Last week's news that the Liberal Democrats have passed a motion to improve the rights of unmarried couples living together on separation and death was fantastic to hear.

The new Lib Dem policy states that cohabiting couples should have greater financial and property rights when their relationship ends. It also calls for reform on the law of intestacy - death without a valid will - so that the estate of the deceased person can be passed onto the surviving partner.

This is something I, as a family law solicitor serving St Helens, Liverpool and the north west have campaigned for, for a number of years particularly in my role as chairperson of the north west group of Resolution. Read my blog isn't it time cohabiting couples had some rights to find out my advice for couples living together.
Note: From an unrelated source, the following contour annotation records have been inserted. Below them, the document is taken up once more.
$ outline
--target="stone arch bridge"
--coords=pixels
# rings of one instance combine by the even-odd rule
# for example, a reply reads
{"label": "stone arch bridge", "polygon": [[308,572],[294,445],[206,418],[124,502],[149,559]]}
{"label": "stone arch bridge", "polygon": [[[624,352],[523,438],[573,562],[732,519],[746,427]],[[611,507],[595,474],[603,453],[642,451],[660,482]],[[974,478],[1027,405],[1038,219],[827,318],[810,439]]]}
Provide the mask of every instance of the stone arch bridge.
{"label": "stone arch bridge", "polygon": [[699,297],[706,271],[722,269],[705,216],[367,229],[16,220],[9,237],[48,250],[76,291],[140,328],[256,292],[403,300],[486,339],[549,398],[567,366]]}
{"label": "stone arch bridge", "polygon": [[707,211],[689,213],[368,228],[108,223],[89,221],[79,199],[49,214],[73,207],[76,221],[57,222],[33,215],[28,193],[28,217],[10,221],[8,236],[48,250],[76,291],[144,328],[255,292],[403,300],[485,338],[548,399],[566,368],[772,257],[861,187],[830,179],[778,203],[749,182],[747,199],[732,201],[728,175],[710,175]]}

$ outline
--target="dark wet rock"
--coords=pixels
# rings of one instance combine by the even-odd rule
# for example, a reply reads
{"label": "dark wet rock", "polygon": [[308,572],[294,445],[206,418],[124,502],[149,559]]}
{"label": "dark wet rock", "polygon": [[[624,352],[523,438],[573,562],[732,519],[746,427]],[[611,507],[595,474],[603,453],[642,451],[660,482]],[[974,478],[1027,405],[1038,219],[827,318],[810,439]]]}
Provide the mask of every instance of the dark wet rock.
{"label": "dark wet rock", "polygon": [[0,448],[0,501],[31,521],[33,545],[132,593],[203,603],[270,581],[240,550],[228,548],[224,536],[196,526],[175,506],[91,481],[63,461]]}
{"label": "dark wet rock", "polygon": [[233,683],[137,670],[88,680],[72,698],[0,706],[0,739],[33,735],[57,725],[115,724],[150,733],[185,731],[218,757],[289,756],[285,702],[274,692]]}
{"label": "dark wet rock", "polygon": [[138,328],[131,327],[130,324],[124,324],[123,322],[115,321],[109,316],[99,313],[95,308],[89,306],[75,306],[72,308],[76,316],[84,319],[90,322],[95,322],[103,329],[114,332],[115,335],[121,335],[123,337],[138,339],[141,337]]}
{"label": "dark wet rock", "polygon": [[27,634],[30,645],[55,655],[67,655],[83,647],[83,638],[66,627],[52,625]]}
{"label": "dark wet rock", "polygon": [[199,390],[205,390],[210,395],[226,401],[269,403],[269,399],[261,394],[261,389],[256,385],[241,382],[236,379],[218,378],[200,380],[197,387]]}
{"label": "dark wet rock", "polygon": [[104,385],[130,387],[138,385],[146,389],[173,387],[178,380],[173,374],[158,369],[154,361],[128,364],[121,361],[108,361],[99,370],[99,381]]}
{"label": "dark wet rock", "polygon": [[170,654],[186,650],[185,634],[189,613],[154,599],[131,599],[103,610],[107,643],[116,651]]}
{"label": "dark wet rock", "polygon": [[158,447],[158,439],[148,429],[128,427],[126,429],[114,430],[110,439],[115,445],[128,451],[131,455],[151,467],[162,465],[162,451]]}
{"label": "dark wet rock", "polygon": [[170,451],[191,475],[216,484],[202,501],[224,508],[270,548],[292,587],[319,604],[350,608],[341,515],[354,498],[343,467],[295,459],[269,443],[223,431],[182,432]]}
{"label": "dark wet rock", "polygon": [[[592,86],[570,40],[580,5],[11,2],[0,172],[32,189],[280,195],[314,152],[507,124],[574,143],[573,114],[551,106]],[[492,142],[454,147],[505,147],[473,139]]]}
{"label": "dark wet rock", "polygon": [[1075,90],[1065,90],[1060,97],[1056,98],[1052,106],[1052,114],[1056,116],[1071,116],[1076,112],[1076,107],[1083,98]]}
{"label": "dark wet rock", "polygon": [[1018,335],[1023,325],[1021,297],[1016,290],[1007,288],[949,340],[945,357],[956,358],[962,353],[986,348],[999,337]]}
Thankfully, at least one of our political parties is seeing sense particularly as statistics form 2012 showed that 5.9m people were cohabiting in the UK- double from when the last survey was conducted in 1996.

And it really is time that England and Wales caught up with Scotland where unmarried couples living together already have legal rights upon separation. After all, we are, at the moment, the United Kingdom.

But whilst it's a step in the right direction, we must not get too excited. After all, politicians had the chance to rectify the situation for cohabiting heterosexual couples when they were discussing the Marriage (Same Sex Couples) Bill and didn't!

What has spurred the Liberal Democrats to announce this new policy?

It is difficult to answer this question but as a solicitor serving the Wirral, Liverpool and the north-west I hope it's because they have realised that cohabiting couples are increasing and not decreasing. In fact, they are the fastest growing family type in the UK, yet there is still little or no protection should they separate.

Resolution has also just published a survey which confirms that most people have the mistaken belief that common law marriages exist, which is hasn't done since, would you believe, 1753!

The results were put together after 157 MPs were interviewed between June and July of this year. They were asked a series of questions one of which showed that 60% believed cohabiting couples needed better legal protection should they separate. They also revealed that many of their constituents believe that couples living together have the same rights as married couples, which they don't.

What are the main legal differences between living together as a married couple (or in a civil partnership) and an unmarried couple living together?

As a family solicitors in Liverpool, I am often asked by clients who have been cohabiting what their legal rights are, so I thought it would be a good idea to share these with you.

  • Tax - if you are married the transfer of assets between husband and wife are exempt from capital gains tax and inheritance tax where as for co-habiting couples, there is no exemption
  • Pensions - usually, a spouse is entitled to inherit a deceased wife or husband's pension rights but an unmarried partner in a cohabiting relationship does not have the right to do this. Beware though that some pensions have criteria relating to whether the couple are still cohabiting even though they are legally married, but are actually separated, so it is very important to check the small print on these pensions.
  • Registration of the birth of a child - if the mother or father are married then either of them can register the birth but if the couple aren't married, only the mother can register the birth. Also if the father is estranged from the mother, then his name may not appear on the birth certificate and therefore won't automatically have parental responsibility for the child. In that case he would need to get agreement from the mother, or if she was not in agreement, he would need to apply to the family court.
  • Registration of a death - a married person can register the death of his or her spouse but an unmarried person can't register the death of the person he or she was cohabiting with
  • Inheritance - if one spouse dies without a will, then the current law of intestate means that his or her assets will pass to the surviving spouse. But if a cohabiting partner dies without a will, then the surviving partner has no automatic right to his or her partner's assets
  • Divorce - when a marriage comes to an acrimonious end and an out of court financial settlement is not agreed by both parties, the fate of the marital assets could be determined by a judge under matrimonial law, unless the couple have entered into an agreement after getting married or have signed a pre-nuptial agreement
  • Getting a mortgage - both married and co-habiting couples will usually be granted a mortgage on the basis that they will both be liable for non-payment
  • A property if it is sold - if it is held as a joint tenancy, both married and co-habiting couples will have a right to a share in the proceeds. But if only one person in a marriage is the registered owner of the property, the other spouse will have an interest in the property under matrimonial law and by way of beneficial interest.
  • Government benefits - these are not dependent on whether a couple is married
  • Child support - both parents, whether married or not, are responsible for supporting their children

How likely is it that the other political parties will introduce a similar policy?

Unfortunately, as a family law solicitor serving St Helens, Liverpool and the north-west, I can't answer this. I know that the Conservatives believe marriage is central to family life and are even proposing to offer tax breaks for four million married couples should they win the next election.

What I do know though, as a solicitor serving the Wirral, Liverpool and the north-west is, there needs to be legal rights for all couples - it's not acceptable for someone to live with another person, have children and then walk way without any responsibility for a former partner's welfare.

All the political parties need to introduce policies that protect the rights of all couples, not just those who are married or are in civil partnerships.

Can politicians ever change the public perception about the legal rights of cohabiting couples? Should cohabiting couples have the same rights as married couples?